We set off, but in a different country than I had been in just moments before: a country where people spent the few decades allotted to them raising children, knowing those children, too, had only a few decades to live. They did it all in the hope and belief that they and their children would go to a better place when they died. It struck me again that everyone here died. They died. They lived for a little while and then they stopped living. All those beautiful children I had just seen would be dust in only a few short years. And their children and their children, generation after generation until the end of time.
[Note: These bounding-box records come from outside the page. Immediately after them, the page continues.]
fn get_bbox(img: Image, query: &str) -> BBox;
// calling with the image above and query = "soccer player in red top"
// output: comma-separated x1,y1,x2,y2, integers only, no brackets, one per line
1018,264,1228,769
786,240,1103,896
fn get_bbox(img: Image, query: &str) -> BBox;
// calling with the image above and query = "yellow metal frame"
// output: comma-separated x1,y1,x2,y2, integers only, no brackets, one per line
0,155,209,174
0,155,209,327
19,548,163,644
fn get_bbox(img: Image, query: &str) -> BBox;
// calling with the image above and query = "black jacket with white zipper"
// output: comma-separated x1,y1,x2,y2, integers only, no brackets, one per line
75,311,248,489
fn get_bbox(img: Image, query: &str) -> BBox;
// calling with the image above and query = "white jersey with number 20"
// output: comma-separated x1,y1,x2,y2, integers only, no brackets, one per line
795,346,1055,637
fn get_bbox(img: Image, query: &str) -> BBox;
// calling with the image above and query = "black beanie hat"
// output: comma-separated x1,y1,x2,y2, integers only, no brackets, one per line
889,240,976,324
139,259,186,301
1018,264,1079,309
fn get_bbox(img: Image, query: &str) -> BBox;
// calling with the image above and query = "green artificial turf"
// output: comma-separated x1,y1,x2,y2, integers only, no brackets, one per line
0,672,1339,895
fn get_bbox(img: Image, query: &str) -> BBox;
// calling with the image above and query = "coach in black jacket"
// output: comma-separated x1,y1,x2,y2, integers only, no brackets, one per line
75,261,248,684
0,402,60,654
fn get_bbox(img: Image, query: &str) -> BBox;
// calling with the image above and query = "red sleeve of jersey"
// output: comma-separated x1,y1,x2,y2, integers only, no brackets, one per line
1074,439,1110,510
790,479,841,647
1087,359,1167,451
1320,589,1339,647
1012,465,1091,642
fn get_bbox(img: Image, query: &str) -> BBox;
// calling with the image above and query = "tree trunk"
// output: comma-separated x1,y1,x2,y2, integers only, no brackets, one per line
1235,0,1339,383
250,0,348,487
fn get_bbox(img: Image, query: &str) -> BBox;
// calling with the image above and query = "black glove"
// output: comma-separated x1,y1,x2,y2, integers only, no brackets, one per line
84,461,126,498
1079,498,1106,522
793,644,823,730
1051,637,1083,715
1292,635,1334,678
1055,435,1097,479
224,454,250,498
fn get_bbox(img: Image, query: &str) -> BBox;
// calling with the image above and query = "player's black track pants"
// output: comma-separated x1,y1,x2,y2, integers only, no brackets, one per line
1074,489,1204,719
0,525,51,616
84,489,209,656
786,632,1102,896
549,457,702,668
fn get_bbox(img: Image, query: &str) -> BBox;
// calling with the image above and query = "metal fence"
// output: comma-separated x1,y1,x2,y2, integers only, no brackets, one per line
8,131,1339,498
My wife appeared before me. My heart stopped. She was young and healthy, radiant and serene. No, she was radiant and kind of feisty, like she’d always been. She spoke to me. She told me that the children were with her now, that they were fine, they were happy. I wanted to ask if she was happy, but I couldn’t get a breath to speak. I wanted to ask her where she was, if my father was there, my sister, my mo– my mo– I couldn’t. She smiled at me. I was unworthy of her smile. She smiled again. I was still unworthy. I tried to reach out to her, but my arms were dead, inert. Did she look sad? I couldn’t tell, but she had to leave. She turned, glanced back over her shoulder, and ...
“Mo? Mo, are you all right? Mo!”
“What?” Steel had cupped my face in her palms. She was looking into my eyes. Archie and Alice were behind her. “No, I’m okay.”
“Are you okay?”
“I’m okay.”
“Are you sure?”
“I’m okay.”
“You kind of faded out on us.”
“I’m okay. I— uh—” I couldn’t think of how to explain. “I’m okay.”